К тому же отношение к искусству как к священному действу зачастую означало употребление опиума или лауданума для подготовки к такому опыту; некоторые курили или даже вводили внутривенно более крепкие опиумные дистилляты, полученные во время войны. В состоянии дурмана музыка Тристана звучала особенно завораживающе, как говорили опытные люди, даже те, кто не любил примитивного треньканья затерянных цивилизаций; опиум способствовал глубокому погружению в чувственную плоскость музыкального звука, в простейшие гармонии, передающиеся от одурманенных музыкантов одурманенной аудитории. А в сочетании с разлитыми в воздухе ароматами искусного парфюмера представление становилось поистине мистическим. Некоторые относились к этому скептически. Кирана сказала однажды:

– В состоянии такого кайфа они могли бы тянуть одну ноту в течение целого часа, нюхать собственные подмышки, и были бы довольны, как птицы.

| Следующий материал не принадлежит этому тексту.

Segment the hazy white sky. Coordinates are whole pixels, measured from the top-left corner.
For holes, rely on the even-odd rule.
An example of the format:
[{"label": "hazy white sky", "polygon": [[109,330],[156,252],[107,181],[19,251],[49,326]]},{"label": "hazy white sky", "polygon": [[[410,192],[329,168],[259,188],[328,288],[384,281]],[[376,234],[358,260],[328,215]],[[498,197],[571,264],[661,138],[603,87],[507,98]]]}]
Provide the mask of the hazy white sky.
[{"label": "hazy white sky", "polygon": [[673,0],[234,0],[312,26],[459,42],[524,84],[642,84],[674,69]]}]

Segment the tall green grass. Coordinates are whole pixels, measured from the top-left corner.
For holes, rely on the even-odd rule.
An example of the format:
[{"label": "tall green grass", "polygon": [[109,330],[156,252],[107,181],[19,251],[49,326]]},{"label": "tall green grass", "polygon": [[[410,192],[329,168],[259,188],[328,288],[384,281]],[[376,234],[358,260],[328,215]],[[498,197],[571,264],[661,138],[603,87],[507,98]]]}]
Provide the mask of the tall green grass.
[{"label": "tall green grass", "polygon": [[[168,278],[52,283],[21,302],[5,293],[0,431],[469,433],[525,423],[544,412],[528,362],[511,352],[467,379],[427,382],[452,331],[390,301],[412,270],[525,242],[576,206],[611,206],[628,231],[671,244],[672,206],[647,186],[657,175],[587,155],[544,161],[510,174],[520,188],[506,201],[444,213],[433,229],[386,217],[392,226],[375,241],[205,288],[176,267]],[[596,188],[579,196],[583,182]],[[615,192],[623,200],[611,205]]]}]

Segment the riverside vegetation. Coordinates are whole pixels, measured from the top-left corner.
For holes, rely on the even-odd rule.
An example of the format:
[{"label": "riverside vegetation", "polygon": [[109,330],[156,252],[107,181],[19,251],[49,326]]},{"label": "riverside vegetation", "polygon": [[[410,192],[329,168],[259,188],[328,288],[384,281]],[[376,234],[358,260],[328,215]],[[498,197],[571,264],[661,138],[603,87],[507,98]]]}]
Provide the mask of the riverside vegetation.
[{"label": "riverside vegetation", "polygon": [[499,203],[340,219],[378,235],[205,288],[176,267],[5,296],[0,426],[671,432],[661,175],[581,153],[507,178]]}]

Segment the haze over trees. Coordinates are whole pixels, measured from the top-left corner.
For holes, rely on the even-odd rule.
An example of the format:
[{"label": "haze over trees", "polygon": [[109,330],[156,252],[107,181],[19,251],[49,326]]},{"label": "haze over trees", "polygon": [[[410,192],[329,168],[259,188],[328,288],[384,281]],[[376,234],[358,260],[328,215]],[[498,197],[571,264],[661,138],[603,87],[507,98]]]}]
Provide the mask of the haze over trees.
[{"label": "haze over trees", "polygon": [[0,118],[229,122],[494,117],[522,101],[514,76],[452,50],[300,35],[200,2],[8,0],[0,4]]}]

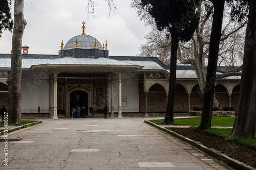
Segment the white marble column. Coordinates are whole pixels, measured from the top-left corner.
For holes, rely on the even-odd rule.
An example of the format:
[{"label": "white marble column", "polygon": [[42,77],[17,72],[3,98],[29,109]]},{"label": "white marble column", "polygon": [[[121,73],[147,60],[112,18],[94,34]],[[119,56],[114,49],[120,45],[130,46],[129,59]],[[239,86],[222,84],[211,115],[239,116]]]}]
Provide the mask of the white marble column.
[{"label": "white marble column", "polygon": [[188,113],[189,113],[190,111],[190,92],[187,92],[187,110]]},{"label": "white marble column", "polygon": [[65,109],[66,109],[66,117],[70,116],[70,106],[69,103],[69,92],[68,91],[68,79],[65,78],[65,89],[64,91],[65,94]]},{"label": "white marble column", "polygon": [[122,72],[118,72],[118,118],[122,118]]},{"label": "white marble column", "polygon": [[[50,78],[51,79],[51,78]],[[52,113],[52,86],[53,86],[52,80],[50,79],[49,81],[49,117],[51,117],[53,113]]]},{"label": "white marble column", "polygon": [[53,118],[58,118],[58,116],[57,115],[57,111],[58,110],[57,108],[57,94],[58,94],[58,78],[57,78],[57,71],[54,71],[54,92],[53,95]]},{"label": "white marble column", "polygon": [[110,107],[111,110],[111,117],[115,117],[115,115],[114,115],[114,81],[111,80],[111,90],[110,90]]},{"label": "white marble column", "polygon": [[109,104],[109,97],[110,97],[110,95],[109,95],[109,92],[110,92],[110,90],[109,89],[109,84],[110,84],[110,82],[109,81],[109,80],[108,80],[108,81],[106,82],[106,108],[108,109],[108,112],[109,111],[109,109],[110,109],[110,104]]},{"label": "white marble column", "polygon": [[93,108],[93,79],[91,79],[91,106]]},{"label": "white marble column", "polygon": [[148,117],[148,114],[147,114],[147,94],[148,93],[146,92],[145,92],[145,114],[144,117]]}]

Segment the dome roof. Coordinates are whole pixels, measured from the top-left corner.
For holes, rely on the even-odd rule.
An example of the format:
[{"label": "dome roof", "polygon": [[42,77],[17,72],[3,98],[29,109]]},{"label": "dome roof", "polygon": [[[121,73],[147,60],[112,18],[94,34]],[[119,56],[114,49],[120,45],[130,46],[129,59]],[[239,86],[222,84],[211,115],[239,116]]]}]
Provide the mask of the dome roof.
[{"label": "dome roof", "polygon": [[77,38],[77,47],[79,48],[94,48],[96,40],[97,48],[103,50],[102,46],[99,41],[91,36],[84,34],[77,35],[70,39],[66,44],[64,49],[75,48],[76,38]]}]

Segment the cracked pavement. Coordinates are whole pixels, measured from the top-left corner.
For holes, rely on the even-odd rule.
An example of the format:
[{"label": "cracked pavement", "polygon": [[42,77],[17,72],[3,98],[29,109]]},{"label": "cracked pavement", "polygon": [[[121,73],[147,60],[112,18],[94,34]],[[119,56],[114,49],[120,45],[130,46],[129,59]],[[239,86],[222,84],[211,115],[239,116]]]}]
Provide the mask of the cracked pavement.
[{"label": "cracked pavement", "polygon": [[154,130],[142,118],[42,120],[42,124],[9,134],[25,142],[8,142],[8,166],[3,161],[5,145],[0,143],[0,169],[229,169],[193,148],[188,150],[186,144]]}]

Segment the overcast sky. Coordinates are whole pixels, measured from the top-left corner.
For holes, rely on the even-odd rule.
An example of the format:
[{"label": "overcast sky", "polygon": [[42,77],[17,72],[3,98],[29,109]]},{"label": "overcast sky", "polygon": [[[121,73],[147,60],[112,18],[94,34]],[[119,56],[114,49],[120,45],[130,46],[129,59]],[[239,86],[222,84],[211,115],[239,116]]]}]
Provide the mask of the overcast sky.
[{"label": "overcast sky", "polygon": [[[109,10],[105,1],[95,0],[94,17],[88,15],[88,0],[25,0],[24,15],[27,24],[23,45],[30,47],[29,54],[58,54],[60,43],[85,33],[96,37],[101,44],[107,40],[110,55],[136,56],[150,31],[131,7],[131,0],[114,0],[118,12]],[[14,4],[14,2],[12,3]],[[13,4],[12,5],[13,6]],[[13,8],[11,11],[13,13]],[[4,31],[0,39],[0,53],[11,52],[12,34]]]}]

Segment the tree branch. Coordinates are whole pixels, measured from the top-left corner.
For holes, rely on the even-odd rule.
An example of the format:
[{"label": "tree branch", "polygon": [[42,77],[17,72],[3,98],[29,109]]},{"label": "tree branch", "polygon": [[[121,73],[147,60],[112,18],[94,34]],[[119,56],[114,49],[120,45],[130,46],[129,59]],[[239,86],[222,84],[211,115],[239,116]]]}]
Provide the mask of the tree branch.
[{"label": "tree branch", "polygon": [[230,77],[230,76],[241,76],[242,72],[226,72],[221,75],[217,75],[216,79],[221,79],[223,78],[225,78],[226,77]]}]

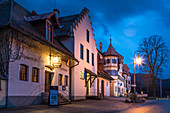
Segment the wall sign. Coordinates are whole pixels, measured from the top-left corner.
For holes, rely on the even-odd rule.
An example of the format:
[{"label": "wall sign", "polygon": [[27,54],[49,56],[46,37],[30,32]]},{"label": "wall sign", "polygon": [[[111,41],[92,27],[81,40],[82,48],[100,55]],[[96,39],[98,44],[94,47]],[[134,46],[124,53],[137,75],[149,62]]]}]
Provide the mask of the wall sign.
[{"label": "wall sign", "polygon": [[58,86],[50,86],[50,105],[58,105]]}]

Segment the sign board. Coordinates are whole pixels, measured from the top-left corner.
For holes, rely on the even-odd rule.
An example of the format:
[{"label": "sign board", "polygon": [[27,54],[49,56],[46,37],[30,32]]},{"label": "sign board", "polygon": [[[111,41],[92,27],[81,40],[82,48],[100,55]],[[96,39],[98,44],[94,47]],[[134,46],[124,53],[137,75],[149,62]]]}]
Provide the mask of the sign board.
[{"label": "sign board", "polygon": [[63,86],[63,87],[62,87],[62,90],[65,91],[65,90],[66,90],[66,86]]},{"label": "sign board", "polygon": [[50,105],[58,105],[58,86],[50,86]]},{"label": "sign board", "polygon": [[136,85],[131,85],[132,87],[136,87]]}]

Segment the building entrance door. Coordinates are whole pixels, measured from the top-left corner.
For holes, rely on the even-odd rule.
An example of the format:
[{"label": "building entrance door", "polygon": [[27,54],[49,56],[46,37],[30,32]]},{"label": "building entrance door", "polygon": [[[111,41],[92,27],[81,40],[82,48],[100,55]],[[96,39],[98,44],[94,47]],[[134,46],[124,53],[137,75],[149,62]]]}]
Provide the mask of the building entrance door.
[{"label": "building entrance door", "polygon": [[101,82],[101,93],[104,97],[104,80],[102,80],[102,82]]},{"label": "building entrance door", "polygon": [[51,86],[53,75],[54,75],[54,73],[45,71],[45,92],[50,91],[50,86]]}]

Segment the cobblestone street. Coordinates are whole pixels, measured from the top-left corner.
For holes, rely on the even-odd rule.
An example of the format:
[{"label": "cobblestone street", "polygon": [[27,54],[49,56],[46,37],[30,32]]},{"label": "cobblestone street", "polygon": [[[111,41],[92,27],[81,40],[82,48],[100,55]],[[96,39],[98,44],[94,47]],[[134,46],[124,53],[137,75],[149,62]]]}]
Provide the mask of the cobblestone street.
[{"label": "cobblestone street", "polygon": [[[144,103],[125,103],[125,98],[107,97],[104,100],[83,100],[58,107],[34,105],[24,108],[4,108],[0,113],[112,113],[134,108]],[[146,103],[151,101],[146,101]]]}]

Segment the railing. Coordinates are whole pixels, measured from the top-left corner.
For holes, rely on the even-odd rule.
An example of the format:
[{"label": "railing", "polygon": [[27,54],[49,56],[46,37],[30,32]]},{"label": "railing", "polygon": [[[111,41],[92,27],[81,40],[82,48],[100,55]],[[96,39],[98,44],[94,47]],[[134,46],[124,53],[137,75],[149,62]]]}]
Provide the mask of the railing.
[{"label": "railing", "polygon": [[[33,96],[37,96],[39,93],[41,93],[41,89],[40,89],[40,84],[37,86],[37,87],[35,87],[34,89],[33,89],[33,91],[28,95],[28,97],[24,100],[24,102],[22,103],[22,106],[24,106],[24,104],[31,98],[31,97],[33,97]],[[38,89],[39,88],[39,89]],[[37,90],[38,89],[38,90]],[[35,92],[36,91],[36,92]],[[34,95],[32,95],[34,93]]]}]

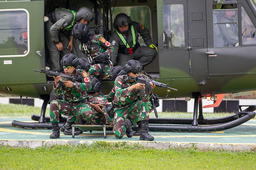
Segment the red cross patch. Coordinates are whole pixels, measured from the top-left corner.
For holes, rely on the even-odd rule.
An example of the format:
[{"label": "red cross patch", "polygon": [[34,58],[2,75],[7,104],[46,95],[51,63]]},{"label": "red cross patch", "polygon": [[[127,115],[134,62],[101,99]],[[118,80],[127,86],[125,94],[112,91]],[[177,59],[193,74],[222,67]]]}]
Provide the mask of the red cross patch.
[{"label": "red cross patch", "polygon": [[107,47],[109,47],[110,46],[110,43],[108,41],[106,41],[105,43],[105,45]]},{"label": "red cross patch", "polygon": [[84,79],[84,82],[90,82],[90,79],[89,79],[88,78],[86,77]]}]

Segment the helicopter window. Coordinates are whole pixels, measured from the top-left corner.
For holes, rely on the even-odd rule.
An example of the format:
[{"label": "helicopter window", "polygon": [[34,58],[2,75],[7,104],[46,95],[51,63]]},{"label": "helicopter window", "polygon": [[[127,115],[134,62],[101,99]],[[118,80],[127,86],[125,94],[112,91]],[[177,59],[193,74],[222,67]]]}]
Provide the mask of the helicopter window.
[{"label": "helicopter window", "polygon": [[0,11],[0,57],[28,53],[28,14],[24,10]]},{"label": "helicopter window", "polygon": [[230,8],[213,10],[214,47],[239,45],[237,9],[233,5],[228,4]]},{"label": "helicopter window", "polygon": [[256,29],[243,7],[241,8],[242,16],[242,44],[256,44]]},{"label": "helicopter window", "polygon": [[185,46],[184,13],[181,4],[163,6],[164,48],[169,49]]},{"label": "helicopter window", "polygon": [[253,5],[254,9],[256,10],[256,0],[250,0],[251,4]]},{"label": "helicopter window", "polygon": [[[111,8],[113,11],[114,8]],[[151,33],[151,26],[150,24],[151,15],[150,8],[147,6],[130,6],[126,8],[116,7],[114,8],[114,10],[112,15],[112,18],[114,20],[116,16],[120,13],[124,13],[131,17],[131,20],[132,21],[139,22],[143,24],[145,27],[149,29],[149,32]],[[114,28],[113,31],[115,30]],[[152,35],[152,34],[151,34]],[[138,42],[140,45],[146,46],[141,36],[139,36]]]}]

Тристан сам часто проводил опиумные церемонии перед музыкальными вечерами, окружёнными каким-то полусектантским флёром, будто сам он был этаким суфийским ментором или актёром в роли Хусейна в одной из пьес о мученичестве Хусейна, которые опиумная компания также посещала после странствия по стране грёз, чтобы посмотреть, как Хусейн надевает собственный саван, перед тем как его убивает Шамир, и зрители ахают – не от ужаса из-за убийства на сцене, а из-за его жертвенного выбора. В некоторых шиитских странах игравшим Шамира приходилось опасаться за жизнь после занавеса, и немало неудачливых артистов было убито толпой. Тристан это полностью одобрял; он хотел, чтобы и его аудитория достигала такого же погружения в его музыку.

Но в светском мире он это делал ради музыки, а не ради Бога; Тристан считал себя в большей степени персом, нежели иранцем, или, как он иногда выражался, «омарцем», нежели какой-то мулла, или мистиком зороастрийского толка, проводящим ритуалы во славу Ахурамазды, вроде поклонения солнцу, которое в туманной Нсаре исходило от чистого сердца. Христианские мотивы, опиум, поклонение солнцу – он шёл на любые безумства ради своей музыки, работал по много часов в день, фиксируя на бумаге каждую ноту; никакие ухищрения не имели бы значения, если бы сама музыка того не стоила, но она стоила, более чем стоила – это была музыка их жизни, музыка современной Нсары.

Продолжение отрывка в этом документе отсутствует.